Soluble protein extracts or immunoprecipitated protein were boiled in sample buffer and subjected to SDS-polyacrylamide gel electrophoresis. Separated protein bands were electrophoretically transferred to polyvinylidene difluoride (PVDF) membrane (Thermal Fisher Inc.). Primary antibodies used were γH2AX, cleaved PARP, cleaved caspase-3 (Cell Signaling Technology, Cat. 9718, 5625 and 9664, respectively), and β–actin (Santa Cruz, sc-47778). The intensity of immunoreactive protein bands was measured using the Odyssey Infrared Imaging System (Li-Cor).

Data are presented as the mean ± SEM from three independent experiments. The Student’s two-tailed t test was used to determine the difference between treatment group and control group.

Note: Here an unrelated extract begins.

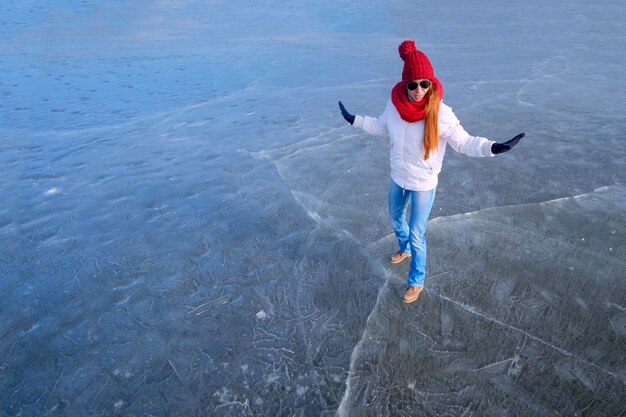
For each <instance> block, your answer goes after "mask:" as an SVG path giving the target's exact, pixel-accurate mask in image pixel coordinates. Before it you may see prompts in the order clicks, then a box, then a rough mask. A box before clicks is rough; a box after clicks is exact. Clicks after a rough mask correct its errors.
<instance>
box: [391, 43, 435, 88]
mask: <svg viewBox="0 0 626 417" xmlns="http://www.w3.org/2000/svg"><path fill="white" fill-rule="evenodd" d="M398 52H400V58H402V60H403V61H404V68H403V69H402V81H404V82H405V83H406V82H409V81H414V80H431V81H432V80H433V79H434V78H435V71H434V70H433V66H432V64H431V63H430V61H429V60H428V57H427V56H426V55H424V53H423V52H422V51H418V50H417V48H416V47H415V42H413V41H412V40H406V41H404V42H402V43H401V44H400V46H399V47H398Z"/></svg>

We first examined the effect of compound K on the growth of Kasumi-1 and MV4-11 cells using the SRB assay as described in Materials and Methods. As presented in Figure 2A and 2B, the cells were treated with 5, 10 or 20 μM compound K for indicated time and compound K showed significant growth inhibition in a dose- and time-dependent manner in both cell lines. We then assessed the effect of compound K on Kasumi-1 cell proliferation as determined by DNA synthesis using the Cell Proliferation ELISA BrdU Kit. We found that the BrdU incorporation was significantly suppressed at 12 hr by 20 μM compound K, and this suppression became more dramatic at 20 hr of treatment (Figure 3). Notably, the inhibition of proliferation at 20 hr was already ~65%, while the inhibition of growth at 24 hr was only ~30%, indicating that the effect of compound K on proliferation is not likely a secondary result of growth inhibition.

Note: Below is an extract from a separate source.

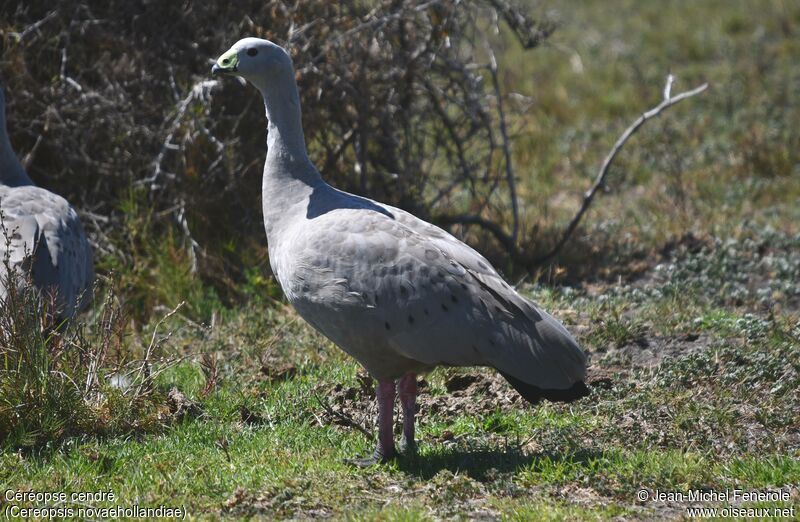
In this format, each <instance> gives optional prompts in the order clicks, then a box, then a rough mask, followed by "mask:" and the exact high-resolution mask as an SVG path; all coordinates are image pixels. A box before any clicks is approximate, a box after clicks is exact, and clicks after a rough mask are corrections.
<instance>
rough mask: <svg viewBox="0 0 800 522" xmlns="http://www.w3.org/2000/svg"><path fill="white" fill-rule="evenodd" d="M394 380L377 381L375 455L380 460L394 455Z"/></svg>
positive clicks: (385, 458) (393, 455)
mask: <svg viewBox="0 0 800 522" xmlns="http://www.w3.org/2000/svg"><path fill="white" fill-rule="evenodd" d="M394 394H395V388H394V382H393V381H378V387H377V389H376V390H375V395H377V398H378V447H377V448H375V457H378V458H379V459H382V460H387V459H391V458H392V457H394Z"/></svg>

In order to further demonstrate the effects of compound K on earlier cellular events, we then evaluated Kasumi-1 cell cycle distribution upon compound K treatment. The cells were treated with 20 μM compound K for indicated duration and then processed and subjected to flow cytometry analysis. The percentage of DNA content at different cell cycle phases was presented in Table 1, showing that starting from 12 hr of compound K treatment, significant G1 arrest was observed. The effect continued to escalate with time. We next examined the effect of compound K on apoptosis in Kasumi-1 cells by using the Cell Death Detection ELISA^PLUS Kit that quantitatively determines cytoplasmic histone-associated DNA fragments induced by cell death. We found that compound K induced significant apoptosis at 12 hr of treatment and this induction became more evident at 20 hr (Figure 4A). Compound K-induced apoptosis was further validated by Western blotting analysis of γH2AX, the phosphorylated form of H2AX as the cellular response to DNA double strand breaks [17]. As shown in Figure 4B, compound K treatment led to increased expression of γH2AX in a dose-dependent manner. In support of this finding, the expression of cleaved PARP and caspase-3 was also significantly elevated in response to compound K treatment (Figure 4C), suggesting compound K-induced DNA double strand breaks triggered apoptosis. This is consistent with our cell growth inhibition result. Taken together, these observations suggest that the growth inhibitory effect of compound K on the pediatric AML cells could be attributable to suppression of cell proliferation and induction of G1 cell cycle arrest and apoptosis.